Chapter the 10th


“You’ve done it now!”


I recognized that voice, the voice of a mean old cop. I felt a headache throbbing somewhere, but it seemed to be somewhere off to the side. Much closer to the center of me was an intense pressure on my neck, right behind my jaw bone.


“Yes, we have done something,” said a child, the elf girl Ralindera.


“What are you doing?” asked another child, the elf girl Ralindera.


“Don’t you know anything about first aid?” asked the mean cop. “I’m squeezing the pressure point that will control the bleeding.”


“May I help you squeeze this pressure point?” asked another child, the elf boy Marakel.


“No,” answered the cop. “No, I know what I’m doing and you don’t. What you can do is call an ambulance.”


“Ambulance?” asked Perlinda.


“An ambulance is a small truck that will rush this kid to the hospital before he bleeds to death,” said the cop.


“Hospital?” asked Marakel.


“Don’t you know anything?” asked the pretty exasperated cop. “A hospital is a place where they take care of sick and injured people, like Gwion, here.

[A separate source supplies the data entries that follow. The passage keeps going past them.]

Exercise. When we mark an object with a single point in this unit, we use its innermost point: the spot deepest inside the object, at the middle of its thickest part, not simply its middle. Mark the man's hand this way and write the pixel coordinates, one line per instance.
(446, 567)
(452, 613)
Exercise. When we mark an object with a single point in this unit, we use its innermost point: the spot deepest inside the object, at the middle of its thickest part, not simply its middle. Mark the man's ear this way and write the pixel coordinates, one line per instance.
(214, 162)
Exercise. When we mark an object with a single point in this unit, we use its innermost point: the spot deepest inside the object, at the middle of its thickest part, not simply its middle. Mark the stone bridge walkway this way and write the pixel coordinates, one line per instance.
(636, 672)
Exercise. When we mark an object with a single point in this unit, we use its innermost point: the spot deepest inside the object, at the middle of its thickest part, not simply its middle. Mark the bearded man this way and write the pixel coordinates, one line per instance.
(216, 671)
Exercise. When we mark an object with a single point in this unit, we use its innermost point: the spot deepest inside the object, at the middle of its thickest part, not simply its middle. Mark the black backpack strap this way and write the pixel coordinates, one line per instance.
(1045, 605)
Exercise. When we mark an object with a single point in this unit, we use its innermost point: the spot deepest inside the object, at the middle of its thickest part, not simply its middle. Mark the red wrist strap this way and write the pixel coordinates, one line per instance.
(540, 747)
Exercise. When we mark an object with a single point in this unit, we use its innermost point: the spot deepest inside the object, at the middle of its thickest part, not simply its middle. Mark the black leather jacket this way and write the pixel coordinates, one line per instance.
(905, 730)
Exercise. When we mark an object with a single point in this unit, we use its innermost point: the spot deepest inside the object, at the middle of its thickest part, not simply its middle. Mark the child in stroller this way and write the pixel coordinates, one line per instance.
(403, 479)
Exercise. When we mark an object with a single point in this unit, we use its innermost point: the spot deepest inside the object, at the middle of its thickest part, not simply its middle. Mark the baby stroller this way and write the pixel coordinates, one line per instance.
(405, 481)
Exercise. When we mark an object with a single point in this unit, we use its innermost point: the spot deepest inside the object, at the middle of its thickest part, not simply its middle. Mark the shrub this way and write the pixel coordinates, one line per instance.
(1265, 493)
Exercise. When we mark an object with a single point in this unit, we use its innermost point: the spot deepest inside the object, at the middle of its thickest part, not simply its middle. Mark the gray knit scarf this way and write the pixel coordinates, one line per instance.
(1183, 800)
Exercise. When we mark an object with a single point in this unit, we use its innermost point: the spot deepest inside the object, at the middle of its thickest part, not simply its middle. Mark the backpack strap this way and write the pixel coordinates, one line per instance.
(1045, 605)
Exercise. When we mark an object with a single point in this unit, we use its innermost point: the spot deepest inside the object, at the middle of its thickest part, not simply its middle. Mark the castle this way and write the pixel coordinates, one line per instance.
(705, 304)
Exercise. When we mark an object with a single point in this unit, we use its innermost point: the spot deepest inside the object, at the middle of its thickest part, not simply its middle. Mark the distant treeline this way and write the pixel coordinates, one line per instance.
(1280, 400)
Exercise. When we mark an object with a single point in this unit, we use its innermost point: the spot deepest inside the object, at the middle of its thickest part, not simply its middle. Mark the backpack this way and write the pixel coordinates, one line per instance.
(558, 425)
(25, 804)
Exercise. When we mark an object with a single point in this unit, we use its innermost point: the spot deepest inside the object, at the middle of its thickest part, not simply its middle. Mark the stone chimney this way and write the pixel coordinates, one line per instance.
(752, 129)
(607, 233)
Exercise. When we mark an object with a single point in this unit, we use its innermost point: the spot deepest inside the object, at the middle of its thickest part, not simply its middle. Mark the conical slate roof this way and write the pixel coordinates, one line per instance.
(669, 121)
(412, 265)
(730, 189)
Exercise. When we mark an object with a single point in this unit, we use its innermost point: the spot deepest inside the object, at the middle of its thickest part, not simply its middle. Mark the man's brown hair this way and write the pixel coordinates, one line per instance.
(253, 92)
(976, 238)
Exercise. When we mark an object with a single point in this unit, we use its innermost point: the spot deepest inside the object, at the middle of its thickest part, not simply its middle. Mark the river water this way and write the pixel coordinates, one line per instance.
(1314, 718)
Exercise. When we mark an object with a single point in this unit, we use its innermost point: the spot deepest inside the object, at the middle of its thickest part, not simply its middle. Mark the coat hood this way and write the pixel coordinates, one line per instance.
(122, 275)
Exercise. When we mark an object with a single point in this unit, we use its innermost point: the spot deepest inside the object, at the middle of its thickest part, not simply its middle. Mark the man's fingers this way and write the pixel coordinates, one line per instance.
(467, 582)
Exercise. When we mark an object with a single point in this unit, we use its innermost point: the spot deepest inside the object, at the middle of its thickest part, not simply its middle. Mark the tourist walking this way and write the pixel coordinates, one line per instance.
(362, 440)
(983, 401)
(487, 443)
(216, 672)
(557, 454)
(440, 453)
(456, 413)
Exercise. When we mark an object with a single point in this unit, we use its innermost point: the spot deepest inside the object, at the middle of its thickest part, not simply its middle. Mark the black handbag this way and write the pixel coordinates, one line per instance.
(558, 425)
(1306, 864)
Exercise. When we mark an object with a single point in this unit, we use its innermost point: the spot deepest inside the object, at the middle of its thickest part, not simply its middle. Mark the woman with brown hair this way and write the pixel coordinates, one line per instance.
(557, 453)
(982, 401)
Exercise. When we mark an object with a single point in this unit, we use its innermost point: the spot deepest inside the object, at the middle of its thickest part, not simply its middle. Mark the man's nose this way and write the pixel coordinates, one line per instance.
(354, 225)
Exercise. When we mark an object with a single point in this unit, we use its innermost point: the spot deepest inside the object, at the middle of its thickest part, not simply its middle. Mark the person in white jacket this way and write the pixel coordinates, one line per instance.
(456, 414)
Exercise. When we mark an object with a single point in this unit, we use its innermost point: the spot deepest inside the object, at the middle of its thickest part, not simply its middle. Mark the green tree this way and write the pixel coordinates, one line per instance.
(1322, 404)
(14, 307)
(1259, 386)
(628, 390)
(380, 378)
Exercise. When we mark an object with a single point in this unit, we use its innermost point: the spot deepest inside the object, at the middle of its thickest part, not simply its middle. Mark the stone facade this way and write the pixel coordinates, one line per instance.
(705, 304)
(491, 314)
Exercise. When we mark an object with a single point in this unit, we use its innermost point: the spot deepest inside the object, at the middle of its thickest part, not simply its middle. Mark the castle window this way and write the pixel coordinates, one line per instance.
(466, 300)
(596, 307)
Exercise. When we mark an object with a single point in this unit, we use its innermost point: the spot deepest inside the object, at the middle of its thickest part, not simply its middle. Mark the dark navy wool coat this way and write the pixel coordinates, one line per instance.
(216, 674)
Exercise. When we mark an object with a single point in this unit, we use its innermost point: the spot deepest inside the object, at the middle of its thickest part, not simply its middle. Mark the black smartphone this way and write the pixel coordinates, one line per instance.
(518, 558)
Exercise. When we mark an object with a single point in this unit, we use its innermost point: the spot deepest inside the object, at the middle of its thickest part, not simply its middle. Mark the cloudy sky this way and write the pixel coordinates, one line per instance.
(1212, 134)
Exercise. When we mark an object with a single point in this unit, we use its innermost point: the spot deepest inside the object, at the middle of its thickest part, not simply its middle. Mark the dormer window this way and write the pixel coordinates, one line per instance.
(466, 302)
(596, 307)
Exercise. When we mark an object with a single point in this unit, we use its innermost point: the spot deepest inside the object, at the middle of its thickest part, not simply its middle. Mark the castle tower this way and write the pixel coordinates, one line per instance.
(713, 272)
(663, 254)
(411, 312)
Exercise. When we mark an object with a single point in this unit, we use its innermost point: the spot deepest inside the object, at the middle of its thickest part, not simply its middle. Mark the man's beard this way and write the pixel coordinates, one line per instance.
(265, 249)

Just go to that phone there and dial 9-1-1!”


“We will cure the injury,” said Ralindera.


“No, you can’t.”


“You do not understand,” said Marakel. “We know how to heal Gwion.”


YOU ARE THE ONE’S WHO DON’T UNDERSTAND! GET TO THAT PHONE AND DIAL 9-1-1!”


“No,” said Perlinda. “You are not understanding. We are the ones who caused Gwion’s red water to flow because Gwion spoke what was true. We are the ones who must play the tune of healing for Gwion.”


I had a vague sense that the elves and the cop were talking about me but mostly it felt like they were talking about somebody else. I was kind of wondering who would win this argument and I didn’t seem to care who won it. If I did care, I could not have said anything anyway. The argument stopped and I heard the sound of piping.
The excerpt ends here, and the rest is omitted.